Angel: okay, this one?

God: it’s black, so black bean

A: and this?

G: lol that looks like a kidney— kidney bean!

A: k, and this one?

G (giggling): GARBANZOOOOOoooooo!!

A: … dude, you alright?

@Fred_Delicious

“ARGHH A HOUSE SPIDER”
[spider removes earbuds]
“yah actually im more into ambient trance but whatever”

@Heartblakekid15

Roommate: hey blake I just bought this whiskey wanna explain why it’s half empty?

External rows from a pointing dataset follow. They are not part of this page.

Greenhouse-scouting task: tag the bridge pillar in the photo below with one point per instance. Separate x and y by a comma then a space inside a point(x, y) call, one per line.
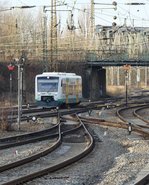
point(94, 84)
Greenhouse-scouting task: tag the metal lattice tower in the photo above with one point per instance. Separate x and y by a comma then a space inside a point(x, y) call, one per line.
point(54, 65)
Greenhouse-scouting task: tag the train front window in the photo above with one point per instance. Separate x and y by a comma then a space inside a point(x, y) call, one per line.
point(47, 84)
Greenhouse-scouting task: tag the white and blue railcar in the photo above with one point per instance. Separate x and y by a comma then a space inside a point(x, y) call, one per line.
point(56, 89)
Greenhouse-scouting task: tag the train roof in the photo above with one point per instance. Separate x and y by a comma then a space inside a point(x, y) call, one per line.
point(57, 74)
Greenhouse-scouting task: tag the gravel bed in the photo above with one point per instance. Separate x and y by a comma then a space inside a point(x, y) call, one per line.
point(17, 153)
point(116, 159)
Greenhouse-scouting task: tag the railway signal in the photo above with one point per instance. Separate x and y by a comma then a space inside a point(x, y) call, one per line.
point(126, 67)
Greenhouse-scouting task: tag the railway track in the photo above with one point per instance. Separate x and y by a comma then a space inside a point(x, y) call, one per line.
point(75, 143)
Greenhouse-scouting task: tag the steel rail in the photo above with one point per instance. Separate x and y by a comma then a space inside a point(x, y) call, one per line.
point(89, 146)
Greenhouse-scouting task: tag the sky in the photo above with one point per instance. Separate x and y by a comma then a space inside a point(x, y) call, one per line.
point(132, 15)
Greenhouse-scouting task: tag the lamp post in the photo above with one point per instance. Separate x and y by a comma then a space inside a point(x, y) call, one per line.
point(10, 68)
point(19, 64)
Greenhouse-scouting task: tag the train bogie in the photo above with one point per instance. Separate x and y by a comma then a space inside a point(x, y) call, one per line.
point(56, 89)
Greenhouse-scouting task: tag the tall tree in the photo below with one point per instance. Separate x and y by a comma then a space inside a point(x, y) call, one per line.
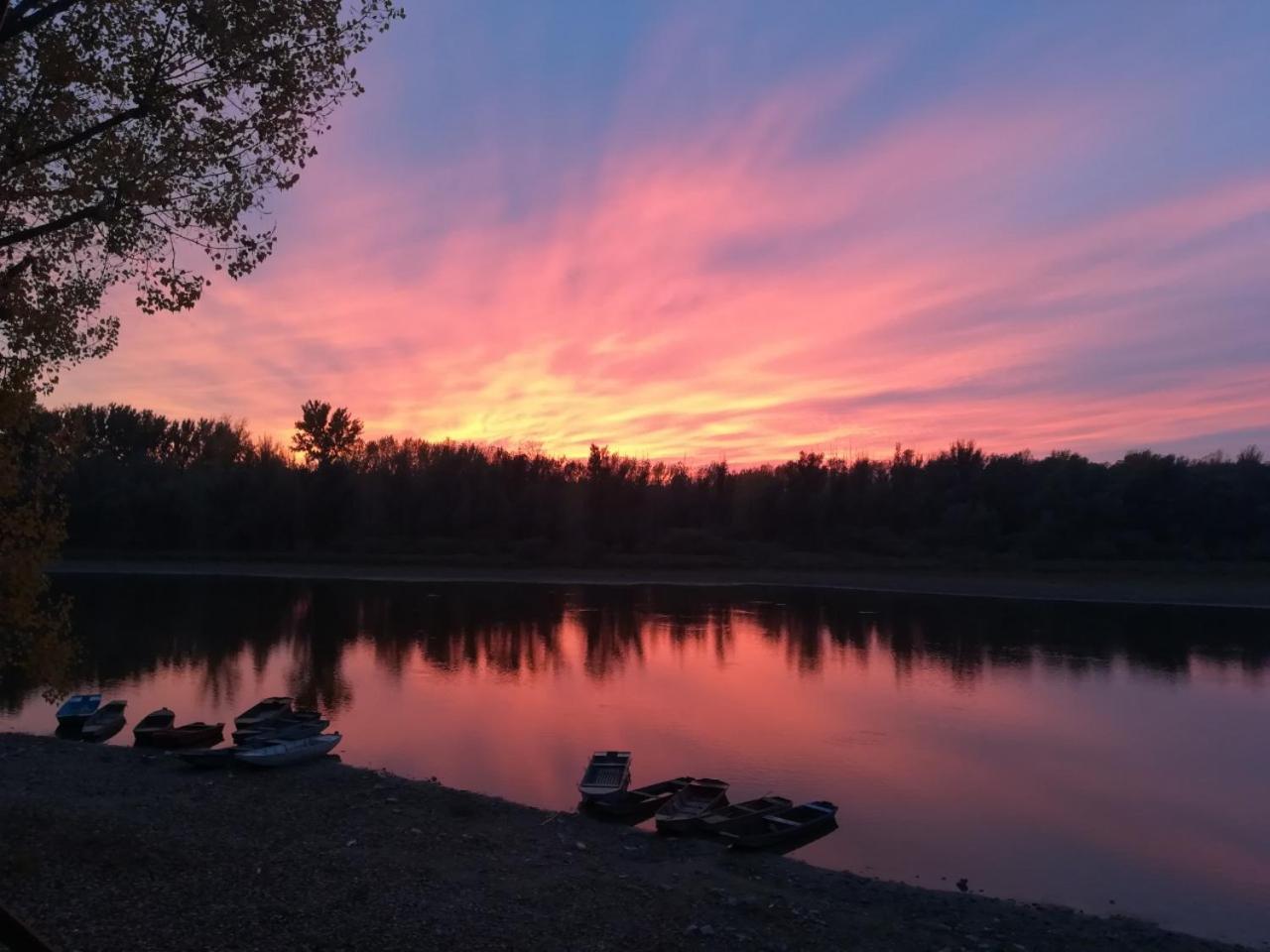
point(134, 132)
point(140, 141)
point(326, 436)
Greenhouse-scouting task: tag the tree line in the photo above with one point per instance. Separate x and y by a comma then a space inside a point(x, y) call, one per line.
point(137, 481)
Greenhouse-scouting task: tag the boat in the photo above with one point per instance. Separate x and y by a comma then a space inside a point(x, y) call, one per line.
point(189, 735)
point(287, 725)
point(105, 721)
point(784, 826)
point(737, 815)
point(282, 753)
point(289, 731)
point(607, 774)
point(684, 811)
point(76, 710)
point(151, 722)
point(263, 712)
point(640, 800)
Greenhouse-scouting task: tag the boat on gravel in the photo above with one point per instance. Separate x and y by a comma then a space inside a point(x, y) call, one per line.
point(262, 712)
point(151, 722)
point(189, 735)
point(784, 828)
point(105, 721)
point(683, 812)
point(607, 774)
point(737, 815)
point(286, 728)
point(284, 753)
point(76, 710)
point(639, 800)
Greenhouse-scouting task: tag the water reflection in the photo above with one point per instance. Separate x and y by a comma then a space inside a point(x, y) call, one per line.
point(135, 627)
point(1048, 752)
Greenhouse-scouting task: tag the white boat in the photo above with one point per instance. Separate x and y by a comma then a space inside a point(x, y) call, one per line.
point(281, 753)
point(608, 774)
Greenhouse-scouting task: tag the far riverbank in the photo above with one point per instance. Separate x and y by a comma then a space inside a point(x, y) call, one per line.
point(113, 847)
point(1206, 587)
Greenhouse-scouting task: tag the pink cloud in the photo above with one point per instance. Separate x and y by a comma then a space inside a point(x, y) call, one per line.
point(730, 295)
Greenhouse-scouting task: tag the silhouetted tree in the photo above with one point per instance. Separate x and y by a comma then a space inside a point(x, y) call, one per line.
point(326, 436)
point(140, 481)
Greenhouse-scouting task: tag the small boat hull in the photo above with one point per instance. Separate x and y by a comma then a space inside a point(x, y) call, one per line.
point(189, 735)
point(785, 829)
point(105, 721)
point(159, 720)
point(738, 815)
point(262, 712)
point(284, 753)
point(607, 774)
point(683, 812)
point(73, 714)
point(639, 801)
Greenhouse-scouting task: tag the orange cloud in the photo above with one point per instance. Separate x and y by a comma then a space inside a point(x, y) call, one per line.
point(735, 295)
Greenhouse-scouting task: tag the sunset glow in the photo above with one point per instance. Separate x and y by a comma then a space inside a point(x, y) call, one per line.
point(686, 232)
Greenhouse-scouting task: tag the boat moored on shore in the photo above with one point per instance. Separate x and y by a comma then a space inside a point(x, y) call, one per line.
point(608, 772)
point(684, 811)
point(154, 721)
point(262, 712)
point(282, 753)
point(784, 828)
point(76, 710)
point(105, 721)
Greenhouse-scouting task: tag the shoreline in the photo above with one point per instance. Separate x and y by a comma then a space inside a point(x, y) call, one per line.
point(1206, 589)
point(334, 857)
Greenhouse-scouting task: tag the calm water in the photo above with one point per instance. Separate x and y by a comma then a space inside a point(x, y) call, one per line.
point(1064, 753)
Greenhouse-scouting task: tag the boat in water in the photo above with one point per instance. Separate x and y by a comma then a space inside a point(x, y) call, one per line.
point(76, 710)
point(151, 722)
point(607, 774)
point(683, 812)
point(189, 735)
point(262, 712)
point(284, 753)
point(638, 801)
point(737, 815)
point(784, 829)
point(105, 721)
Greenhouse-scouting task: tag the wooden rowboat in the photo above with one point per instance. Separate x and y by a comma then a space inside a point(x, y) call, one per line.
point(189, 735)
point(284, 753)
point(737, 815)
point(784, 828)
point(263, 712)
point(684, 811)
point(607, 774)
point(151, 722)
point(76, 710)
point(105, 721)
point(291, 731)
point(639, 800)
point(287, 728)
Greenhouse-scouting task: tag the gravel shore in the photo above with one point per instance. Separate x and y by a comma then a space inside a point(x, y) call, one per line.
point(113, 848)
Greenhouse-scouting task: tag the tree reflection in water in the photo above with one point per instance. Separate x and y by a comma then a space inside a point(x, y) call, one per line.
point(136, 626)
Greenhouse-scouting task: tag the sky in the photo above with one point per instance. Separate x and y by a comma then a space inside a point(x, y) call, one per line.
point(740, 230)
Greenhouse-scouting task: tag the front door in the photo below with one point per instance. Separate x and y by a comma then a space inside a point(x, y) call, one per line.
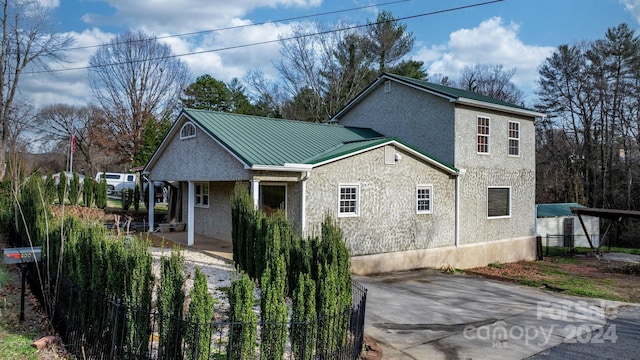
point(273, 198)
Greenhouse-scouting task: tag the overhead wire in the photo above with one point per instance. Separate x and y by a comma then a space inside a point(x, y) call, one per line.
point(352, 27)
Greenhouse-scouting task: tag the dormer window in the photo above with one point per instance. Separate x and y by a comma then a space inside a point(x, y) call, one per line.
point(187, 131)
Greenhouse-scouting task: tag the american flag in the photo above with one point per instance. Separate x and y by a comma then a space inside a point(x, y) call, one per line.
point(73, 140)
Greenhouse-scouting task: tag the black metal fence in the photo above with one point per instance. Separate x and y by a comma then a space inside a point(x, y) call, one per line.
point(94, 326)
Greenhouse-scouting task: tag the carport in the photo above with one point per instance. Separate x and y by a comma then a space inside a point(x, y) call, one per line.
point(614, 216)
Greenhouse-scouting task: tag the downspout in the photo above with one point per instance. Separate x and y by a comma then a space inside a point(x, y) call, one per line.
point(303, 206)
point(459, 173)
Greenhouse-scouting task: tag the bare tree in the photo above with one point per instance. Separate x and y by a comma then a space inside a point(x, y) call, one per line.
point(27, 40)
point(492, 81)
point(60, 121)
point(135, 79)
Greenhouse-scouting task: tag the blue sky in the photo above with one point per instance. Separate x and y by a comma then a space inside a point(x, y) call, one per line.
point(518, 34)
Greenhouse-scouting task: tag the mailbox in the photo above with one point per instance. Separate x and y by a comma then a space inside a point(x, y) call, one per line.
point(22, 255)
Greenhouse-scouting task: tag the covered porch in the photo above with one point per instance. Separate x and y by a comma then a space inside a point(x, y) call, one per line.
point(215, 247)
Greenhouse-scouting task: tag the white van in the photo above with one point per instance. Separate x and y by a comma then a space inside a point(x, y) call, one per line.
point(116, 182)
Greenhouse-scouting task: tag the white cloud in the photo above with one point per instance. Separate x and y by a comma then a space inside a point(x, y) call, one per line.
point(633, 7)
point(491, 42)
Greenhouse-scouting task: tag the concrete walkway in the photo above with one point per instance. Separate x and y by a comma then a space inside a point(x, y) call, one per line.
point(428, 314)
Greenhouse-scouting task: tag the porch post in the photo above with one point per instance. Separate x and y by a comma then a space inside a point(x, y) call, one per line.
point(190, 215)
point(151, 205)
point(255, 193)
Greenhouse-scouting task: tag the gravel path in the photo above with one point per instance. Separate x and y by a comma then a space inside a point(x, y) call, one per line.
point(219, 275)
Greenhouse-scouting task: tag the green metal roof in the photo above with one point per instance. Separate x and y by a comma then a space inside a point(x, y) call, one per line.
point(554, 210)
point(268, 141)
point(453, 92)
point(276, 142)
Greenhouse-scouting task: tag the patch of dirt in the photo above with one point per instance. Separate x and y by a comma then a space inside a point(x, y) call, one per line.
point(35, 320)
point(618, 279)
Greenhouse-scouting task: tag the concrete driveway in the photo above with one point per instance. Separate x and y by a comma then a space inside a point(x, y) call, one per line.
point(428, 314)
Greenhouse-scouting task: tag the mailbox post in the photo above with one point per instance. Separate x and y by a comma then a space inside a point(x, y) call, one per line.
point(22, 256)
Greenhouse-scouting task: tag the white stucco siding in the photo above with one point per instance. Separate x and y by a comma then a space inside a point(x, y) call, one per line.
point(388, 221)
point(215, 220)
point(496, 169)
point(413, 116)
point(197, 159)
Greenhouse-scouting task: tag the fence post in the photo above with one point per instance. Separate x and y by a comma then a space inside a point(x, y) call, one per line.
point(114, 329)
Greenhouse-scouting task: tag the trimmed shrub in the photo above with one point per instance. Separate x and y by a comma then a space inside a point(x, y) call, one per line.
point(170, 304)
point(200, 313)
point(242, 331)
point(304, 319)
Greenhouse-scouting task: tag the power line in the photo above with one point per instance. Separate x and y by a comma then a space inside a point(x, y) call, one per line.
point(243, 26)
point(271, 41)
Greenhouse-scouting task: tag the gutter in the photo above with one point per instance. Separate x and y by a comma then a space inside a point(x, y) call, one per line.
point(286, 167)
point(457, 225)
point(508, 109)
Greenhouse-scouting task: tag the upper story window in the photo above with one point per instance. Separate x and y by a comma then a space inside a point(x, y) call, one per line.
point(202, 194)
point(187, 131)
point(348, 200)
point(514, 138)
point(424, 199)
point(483, 134)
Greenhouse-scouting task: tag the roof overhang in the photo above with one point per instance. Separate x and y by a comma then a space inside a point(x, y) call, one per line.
point(286, 167)
point(501, 108)
point(435, 163)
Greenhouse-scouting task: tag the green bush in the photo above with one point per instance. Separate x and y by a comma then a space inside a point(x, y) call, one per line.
point(170, 303)
point(242, 332)
point(74, 189)
point(304, 319)
point(200, 313)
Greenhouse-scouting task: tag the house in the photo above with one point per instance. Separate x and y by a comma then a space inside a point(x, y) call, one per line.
point(558, 225)
point(385, 193)
point(417, 174)
point(490, 142)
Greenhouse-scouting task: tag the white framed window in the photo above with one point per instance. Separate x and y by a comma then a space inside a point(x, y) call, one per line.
point(187, 131)
point(348, 200)
point(514, 138)
point(499, 202)
point(483, 134)
point(424, 199)
point(273, 197)
point(202, 194)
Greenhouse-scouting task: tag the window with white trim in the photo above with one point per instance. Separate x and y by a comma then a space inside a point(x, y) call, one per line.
point(202, 194)
point(498, 202)
point(514, 138)
point(424, 199)
point(187, 131)
point(348, 200)
point(483, 134)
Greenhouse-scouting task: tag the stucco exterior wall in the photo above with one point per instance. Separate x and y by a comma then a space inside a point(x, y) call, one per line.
point(388, 220)
point(411, 115)
point(494, 169)
point(215, 220)
point(196, 159)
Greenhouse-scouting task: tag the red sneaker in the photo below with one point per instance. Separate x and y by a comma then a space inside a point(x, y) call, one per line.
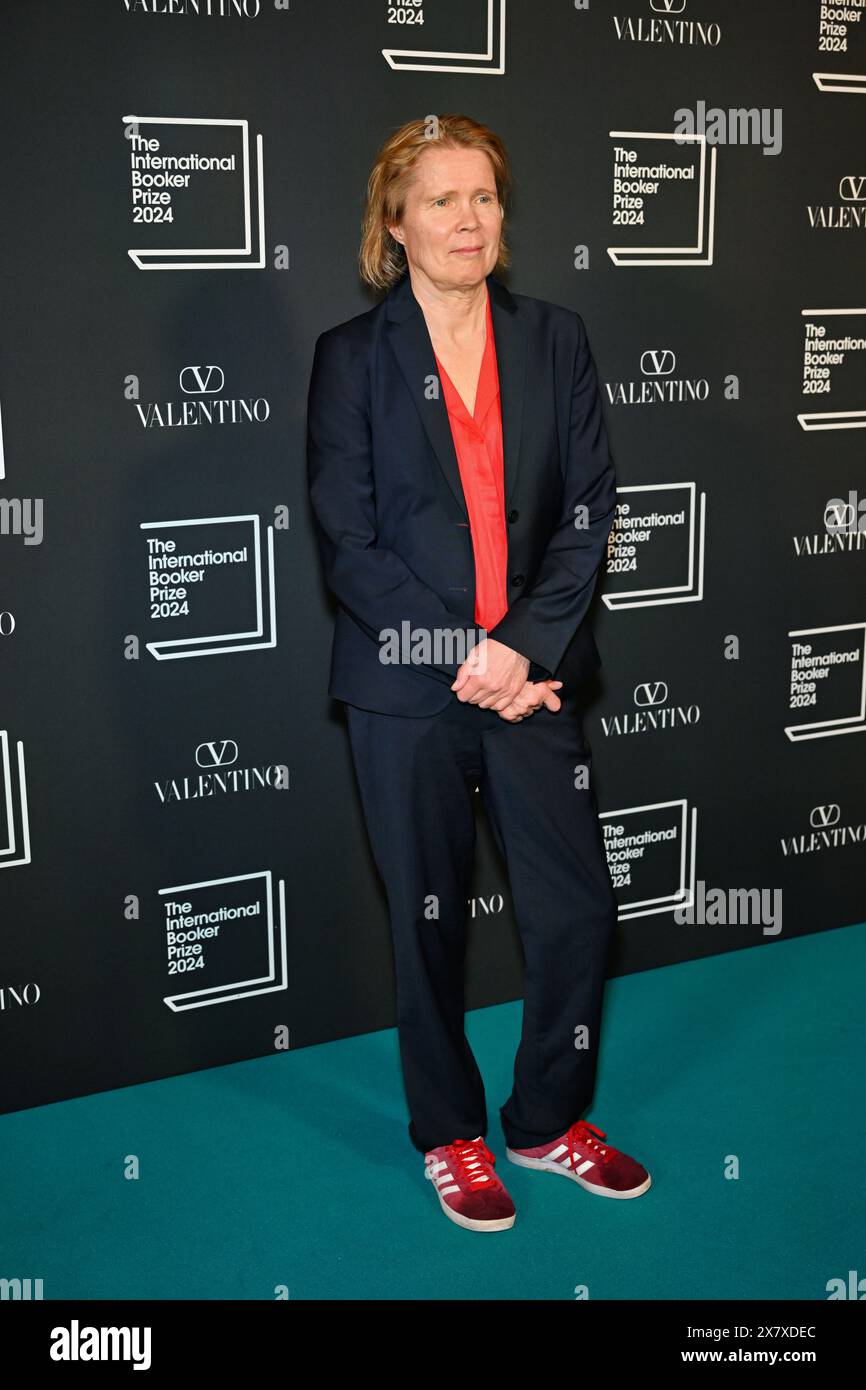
point(469, 1190)
point(580, 1157)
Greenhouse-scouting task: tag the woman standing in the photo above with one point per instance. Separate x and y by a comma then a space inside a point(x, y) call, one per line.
point(459, 474)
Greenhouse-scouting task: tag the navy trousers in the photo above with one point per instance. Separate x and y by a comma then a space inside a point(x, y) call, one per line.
point(417, 780)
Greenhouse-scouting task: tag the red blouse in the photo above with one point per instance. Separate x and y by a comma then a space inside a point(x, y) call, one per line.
point(478, 448)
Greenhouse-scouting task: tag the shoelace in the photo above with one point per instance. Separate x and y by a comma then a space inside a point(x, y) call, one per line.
point(470, 1155)
point(580, 1133)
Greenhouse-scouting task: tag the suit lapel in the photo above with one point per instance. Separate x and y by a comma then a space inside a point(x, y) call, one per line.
point(413, 350)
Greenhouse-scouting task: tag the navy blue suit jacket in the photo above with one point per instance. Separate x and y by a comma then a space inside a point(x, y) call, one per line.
point(391, 514)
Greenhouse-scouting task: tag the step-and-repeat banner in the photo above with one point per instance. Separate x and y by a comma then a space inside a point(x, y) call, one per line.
point(185, 877)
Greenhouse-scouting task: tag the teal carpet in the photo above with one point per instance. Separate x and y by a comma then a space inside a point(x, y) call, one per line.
point(296, 1169)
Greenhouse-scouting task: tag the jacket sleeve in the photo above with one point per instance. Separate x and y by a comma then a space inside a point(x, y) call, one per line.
point(541, 623)
point(373, 583)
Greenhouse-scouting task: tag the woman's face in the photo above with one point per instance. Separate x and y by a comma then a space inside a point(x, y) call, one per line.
point(452, 221)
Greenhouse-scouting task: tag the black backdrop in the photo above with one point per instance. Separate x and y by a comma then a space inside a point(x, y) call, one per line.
point(154, 767)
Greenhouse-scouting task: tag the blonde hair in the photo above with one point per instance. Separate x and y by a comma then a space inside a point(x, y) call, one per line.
point(382, 259)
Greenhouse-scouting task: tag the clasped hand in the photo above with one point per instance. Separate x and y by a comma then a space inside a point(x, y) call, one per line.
point(502, 684)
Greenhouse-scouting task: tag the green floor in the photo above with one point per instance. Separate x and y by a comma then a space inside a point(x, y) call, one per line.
point(296, 1169)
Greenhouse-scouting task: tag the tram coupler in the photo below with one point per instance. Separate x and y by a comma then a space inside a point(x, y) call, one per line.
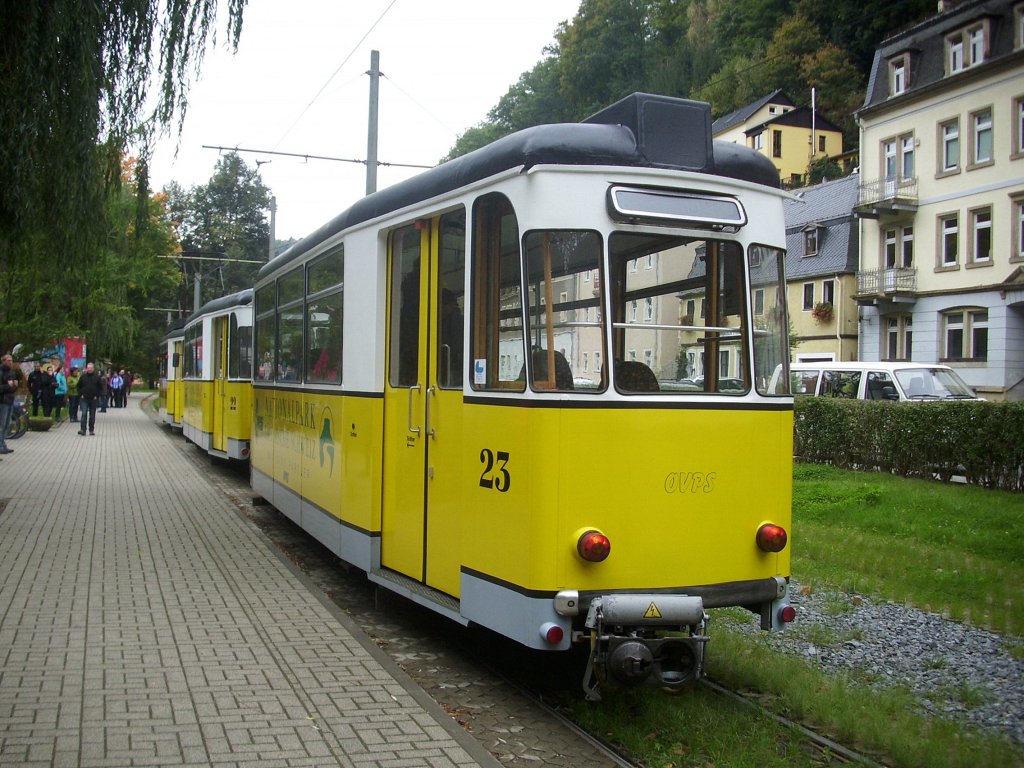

Me: cause you’re a pessimist!

@KPsych29

Anything u say can & will be used against u, in an argument, 10 months from now, because I’m a woman. And, we never forget. Anything. Ever.

@PhuckinCody

[first date]

HER: i’m really into astronomy

ME: [revealing my secret stash of Milky Ways] you don’t say

@spinubzilla

in high school our gym teacher asked us who we thought the smartest teacher in the school was. we guessed the AP chem teacher, the precalc teacher, the AP physics teacher, etc. he goes, nope, it’s me because I get paid the same as those guys and I play dodgeball all day.

@junejuly12

I have a devil tattooed on each shoulder cause I hate arguments.

@Eric_Bader

If the Zombie Apocolypse doesn’t start out like the dance portion of the Thriller video I’m going to be so pissed.

@sofarrsogud

Me: What sneakers are you wearing?

Her: Converse

Me: Omg Sandra, that’s what I’m trying to do.